If you like fragrance in your garden, you cannot fail with Myrtus communis. This small compact evergreen shrub produces small white flowers with fluffy stamens and has a very sweet scent. One of my personal favourite herbaceous plants is Physostegia virginiana “Summer Snow”. Its very descriptive cultivar name gives it all away. It produces masses of dense pure white flower with spikes up to 75cm high (2’to 3’).
Colour in the garden
Coreopsis is a real garden favourite and provides exceptional summer colour. Coreopsis grandiflora “Flying Saucers” does very well in a mixed border and flowers from June to October if you keep dead-heading them. Their beautiful yellow saucer-shaped flowers are borne on tall slender stalks which are 35cm to 40cm high (1’6”) . There is also Crocosmia “Lucifer”. This reliable perennial has sword-like foliage with long wiry flowering stems which bear brilliant flame-red flowers. You can use both the yellow Coreopsis and Crocosmia as cut flowers. You could also try Gaillardia “Dazzler” for its large and daisy-like, orange/fiery red with yellow rings flowers. Plant Gaillardias in a hot dry spot, so they are perfect for that hot dry border you have been trying to fill.

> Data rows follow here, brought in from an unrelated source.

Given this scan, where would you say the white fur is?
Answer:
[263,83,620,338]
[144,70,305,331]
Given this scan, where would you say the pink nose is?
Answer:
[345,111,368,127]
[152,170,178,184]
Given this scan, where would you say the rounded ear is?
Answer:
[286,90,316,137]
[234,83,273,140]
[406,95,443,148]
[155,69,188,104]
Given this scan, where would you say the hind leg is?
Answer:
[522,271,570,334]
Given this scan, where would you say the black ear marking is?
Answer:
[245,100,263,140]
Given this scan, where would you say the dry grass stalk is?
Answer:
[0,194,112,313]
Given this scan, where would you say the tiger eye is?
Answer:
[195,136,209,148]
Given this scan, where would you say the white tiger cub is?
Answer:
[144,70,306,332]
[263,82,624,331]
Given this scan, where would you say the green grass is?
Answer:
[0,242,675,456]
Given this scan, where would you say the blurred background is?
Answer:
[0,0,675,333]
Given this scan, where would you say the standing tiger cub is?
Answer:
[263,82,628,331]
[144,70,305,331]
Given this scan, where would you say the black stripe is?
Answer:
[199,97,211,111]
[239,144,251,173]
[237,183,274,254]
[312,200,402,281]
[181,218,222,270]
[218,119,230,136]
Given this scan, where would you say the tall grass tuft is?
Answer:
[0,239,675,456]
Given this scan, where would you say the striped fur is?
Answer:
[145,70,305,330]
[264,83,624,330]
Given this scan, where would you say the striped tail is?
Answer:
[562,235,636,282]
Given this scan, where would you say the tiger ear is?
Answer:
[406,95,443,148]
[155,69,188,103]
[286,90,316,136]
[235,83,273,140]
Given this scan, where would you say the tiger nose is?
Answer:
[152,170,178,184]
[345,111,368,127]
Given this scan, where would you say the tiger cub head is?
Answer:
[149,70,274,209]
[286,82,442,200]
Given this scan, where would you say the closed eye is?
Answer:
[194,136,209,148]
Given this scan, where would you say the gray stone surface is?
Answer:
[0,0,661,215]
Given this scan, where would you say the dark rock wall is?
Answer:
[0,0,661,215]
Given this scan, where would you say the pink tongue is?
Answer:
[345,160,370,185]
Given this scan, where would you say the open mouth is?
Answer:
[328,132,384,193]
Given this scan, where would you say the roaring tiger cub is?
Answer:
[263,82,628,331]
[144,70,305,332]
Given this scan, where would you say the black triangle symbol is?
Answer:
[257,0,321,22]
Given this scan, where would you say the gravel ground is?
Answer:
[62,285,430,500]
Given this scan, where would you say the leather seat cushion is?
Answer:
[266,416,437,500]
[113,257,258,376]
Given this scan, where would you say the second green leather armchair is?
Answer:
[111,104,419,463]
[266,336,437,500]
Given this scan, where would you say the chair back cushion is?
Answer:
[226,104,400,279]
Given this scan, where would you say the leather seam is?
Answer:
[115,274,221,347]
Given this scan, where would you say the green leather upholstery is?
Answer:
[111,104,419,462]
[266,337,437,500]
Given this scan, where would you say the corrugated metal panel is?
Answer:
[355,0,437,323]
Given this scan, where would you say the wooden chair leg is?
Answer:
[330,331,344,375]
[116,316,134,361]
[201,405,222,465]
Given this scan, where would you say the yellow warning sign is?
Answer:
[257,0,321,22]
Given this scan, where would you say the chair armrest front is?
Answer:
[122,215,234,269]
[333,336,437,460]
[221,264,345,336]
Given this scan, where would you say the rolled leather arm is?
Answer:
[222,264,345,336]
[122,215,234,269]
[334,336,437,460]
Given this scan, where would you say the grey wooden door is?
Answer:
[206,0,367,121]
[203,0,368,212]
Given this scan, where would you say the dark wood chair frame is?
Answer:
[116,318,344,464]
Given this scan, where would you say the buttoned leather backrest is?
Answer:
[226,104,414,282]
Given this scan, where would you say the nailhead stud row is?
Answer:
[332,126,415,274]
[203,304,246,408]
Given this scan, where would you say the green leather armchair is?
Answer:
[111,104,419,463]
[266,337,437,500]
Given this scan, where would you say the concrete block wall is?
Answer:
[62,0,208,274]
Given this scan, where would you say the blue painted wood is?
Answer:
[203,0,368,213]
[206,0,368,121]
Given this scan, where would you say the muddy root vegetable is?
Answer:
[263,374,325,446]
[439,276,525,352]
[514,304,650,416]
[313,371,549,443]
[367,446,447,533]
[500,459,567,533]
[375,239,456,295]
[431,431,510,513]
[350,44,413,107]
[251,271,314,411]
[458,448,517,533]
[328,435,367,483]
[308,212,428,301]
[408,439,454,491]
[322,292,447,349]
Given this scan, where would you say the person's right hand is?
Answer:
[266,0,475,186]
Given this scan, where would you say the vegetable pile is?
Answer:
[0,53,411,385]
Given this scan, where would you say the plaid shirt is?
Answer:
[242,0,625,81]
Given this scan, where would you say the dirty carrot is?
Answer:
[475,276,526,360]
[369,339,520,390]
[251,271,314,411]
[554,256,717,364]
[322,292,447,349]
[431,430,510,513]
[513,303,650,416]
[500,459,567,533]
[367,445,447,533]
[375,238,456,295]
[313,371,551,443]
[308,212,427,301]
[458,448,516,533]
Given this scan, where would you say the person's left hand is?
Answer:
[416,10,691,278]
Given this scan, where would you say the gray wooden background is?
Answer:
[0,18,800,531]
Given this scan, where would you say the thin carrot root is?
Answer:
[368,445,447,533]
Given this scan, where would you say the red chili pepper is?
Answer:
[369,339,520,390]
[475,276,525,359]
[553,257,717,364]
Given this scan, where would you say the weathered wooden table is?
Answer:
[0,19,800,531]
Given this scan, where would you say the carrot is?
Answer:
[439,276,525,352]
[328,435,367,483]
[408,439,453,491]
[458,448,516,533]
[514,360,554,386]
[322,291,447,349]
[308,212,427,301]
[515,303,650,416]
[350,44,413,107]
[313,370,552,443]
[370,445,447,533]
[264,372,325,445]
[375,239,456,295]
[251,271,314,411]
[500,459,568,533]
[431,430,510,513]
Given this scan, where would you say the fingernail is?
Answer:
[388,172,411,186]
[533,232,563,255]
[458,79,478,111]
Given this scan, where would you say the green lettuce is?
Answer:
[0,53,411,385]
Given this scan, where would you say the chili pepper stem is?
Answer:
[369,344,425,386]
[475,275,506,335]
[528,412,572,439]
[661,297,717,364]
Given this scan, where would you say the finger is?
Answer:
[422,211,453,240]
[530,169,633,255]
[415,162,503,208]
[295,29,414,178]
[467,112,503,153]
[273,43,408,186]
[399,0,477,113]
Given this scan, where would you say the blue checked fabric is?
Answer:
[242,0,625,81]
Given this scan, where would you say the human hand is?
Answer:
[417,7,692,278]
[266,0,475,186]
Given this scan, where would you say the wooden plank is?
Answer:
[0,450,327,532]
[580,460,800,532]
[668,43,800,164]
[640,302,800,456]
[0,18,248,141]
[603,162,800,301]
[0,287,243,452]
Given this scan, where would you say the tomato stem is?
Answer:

Enjoy the rest of the summer – autumn is only just around the corner!
Jobs for August
- Continue dead-heading throughout your garden to prolong flowering.
- Lavender needs light pruning whilst lupins and delphiniums should be cut back.
- Give borders a boost with some general fertiliser and feed roses with rose food.
- Pests like lily beetle and aphids need to be removed by hand or sprayed.
- Feed tomatoes so they carry on producing good fruit
- Cut back hardy herbaceous Geraniums to encourage a late summer/early autumn flowering.
- Take cuttings of any “tender” plants in late August as insurance in case of a hard winter, for instance Dahlias, Osteospermums, and some hardy Fuchsias, especially the larger flowering varieties.
- Greenhouses can get too hot in the sun and may need shading material or shading paint to lower the temperature inside.